The Washington which has opened its arms to the most controversial boxer on the planet was not the preening set-piece city of George Bush, the Congress and high-powered lawyers and lobbyists. It was the other Washington, 60 per cent black and smarting as always from semi-disenfranchised status, the city long led by its former Mayor Marion Barry, America's political equivalent of Mike Tyson.

Barry ran Washington through much of the 1980s and 90s with a mixture of populism, cronyism and graft. He served a prison sentence for cocaine offences and survived sex scandals and corruption allegations. Now he, too, is making a comeback, running for election to the DC Council he once ran. By backing Tyson, Mayor Williams was protecting his own flank from a Marion Barry revival.

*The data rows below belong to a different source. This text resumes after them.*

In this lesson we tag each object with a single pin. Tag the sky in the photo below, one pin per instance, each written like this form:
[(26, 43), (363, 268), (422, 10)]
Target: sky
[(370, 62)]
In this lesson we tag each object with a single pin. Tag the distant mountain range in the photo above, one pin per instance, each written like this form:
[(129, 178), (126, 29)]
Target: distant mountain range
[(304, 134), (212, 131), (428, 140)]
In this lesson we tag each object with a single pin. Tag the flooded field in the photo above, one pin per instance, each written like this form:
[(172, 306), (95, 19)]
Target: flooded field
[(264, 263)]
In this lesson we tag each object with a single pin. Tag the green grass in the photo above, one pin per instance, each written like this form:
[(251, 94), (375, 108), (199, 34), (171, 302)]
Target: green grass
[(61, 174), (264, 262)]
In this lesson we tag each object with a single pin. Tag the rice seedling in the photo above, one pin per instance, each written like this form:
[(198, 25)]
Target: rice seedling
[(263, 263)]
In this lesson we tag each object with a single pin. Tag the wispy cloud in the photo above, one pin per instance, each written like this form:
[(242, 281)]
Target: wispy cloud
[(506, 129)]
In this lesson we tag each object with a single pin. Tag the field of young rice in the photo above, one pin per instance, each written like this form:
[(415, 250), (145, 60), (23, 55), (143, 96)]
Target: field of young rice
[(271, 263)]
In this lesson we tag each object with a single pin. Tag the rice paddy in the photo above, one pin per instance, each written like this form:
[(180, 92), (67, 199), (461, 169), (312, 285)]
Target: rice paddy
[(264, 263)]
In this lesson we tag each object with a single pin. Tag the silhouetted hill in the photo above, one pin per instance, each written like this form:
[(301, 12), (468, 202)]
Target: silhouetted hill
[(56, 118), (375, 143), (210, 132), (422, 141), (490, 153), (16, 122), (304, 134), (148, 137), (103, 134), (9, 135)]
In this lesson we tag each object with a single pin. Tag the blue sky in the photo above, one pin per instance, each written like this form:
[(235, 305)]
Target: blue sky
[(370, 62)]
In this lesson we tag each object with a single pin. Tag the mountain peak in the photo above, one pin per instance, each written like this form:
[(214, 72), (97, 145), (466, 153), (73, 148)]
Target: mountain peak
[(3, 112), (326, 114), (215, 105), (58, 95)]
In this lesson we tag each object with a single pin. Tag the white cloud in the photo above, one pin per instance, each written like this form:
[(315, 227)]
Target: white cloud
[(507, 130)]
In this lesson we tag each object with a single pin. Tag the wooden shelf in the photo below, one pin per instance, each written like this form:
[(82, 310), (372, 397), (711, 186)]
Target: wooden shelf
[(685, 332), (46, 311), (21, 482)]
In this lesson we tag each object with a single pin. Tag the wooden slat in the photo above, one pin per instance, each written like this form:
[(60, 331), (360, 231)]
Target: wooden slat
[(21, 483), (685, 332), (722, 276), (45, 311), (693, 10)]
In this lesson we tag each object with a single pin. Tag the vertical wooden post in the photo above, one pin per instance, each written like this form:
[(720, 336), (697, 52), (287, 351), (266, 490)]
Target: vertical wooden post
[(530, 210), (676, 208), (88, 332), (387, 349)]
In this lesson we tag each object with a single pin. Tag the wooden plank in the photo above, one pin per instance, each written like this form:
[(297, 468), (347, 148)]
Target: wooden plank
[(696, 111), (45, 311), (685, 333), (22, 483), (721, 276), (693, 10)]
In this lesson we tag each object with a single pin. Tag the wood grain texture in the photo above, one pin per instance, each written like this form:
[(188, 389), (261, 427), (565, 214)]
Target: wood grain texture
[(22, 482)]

But for all the local cheerleading, and the assertion by Tyson's handler Shelley Finkel that Washington was now "closer than it's ever been" to staging the fight, Tyson-Lewis in DC is far from a done deal.

Tennessee has also granted him a licence, and the proposed venue of Memphis has the added attraction of Mississippi river gambling. And Detroit's Tommy Hearns, the former middle weight champion who promoted Tyson's chaotic October 2000 match with Andrew Golota, wants to bring him back to the Motor City – whose boxing tradition is second to none.

The capital's previous experience of heavyweight title bouts has been dismal. The last, in May 1993, featured local boy-turned-champion Riddick Bowe. But his fight with the 33-1 underdog Jesse Ferguson bombed financially, attracting a paying gate of just 5,500, and bringing the District a $105,000 (£74,000) loss. That fight, however, took place in the cavernous JFK football stadium.

Tyson-Lewis would be held in the spanking new 21,000 seat MCI Center arena in the city's revived downtown. Giddy predictions are that the fight might gross $150m, and bring a $10m windfall to the city's tourist industry, which has been struggling since 11 September.

Others even claim that if Washington shows it can handle a sports event of this magnitude, it will have a real chance of being selected to host the 2012 Olympics. And while thousands of laws have emanated from the federal capital, none has yet prohibited the right to daydream.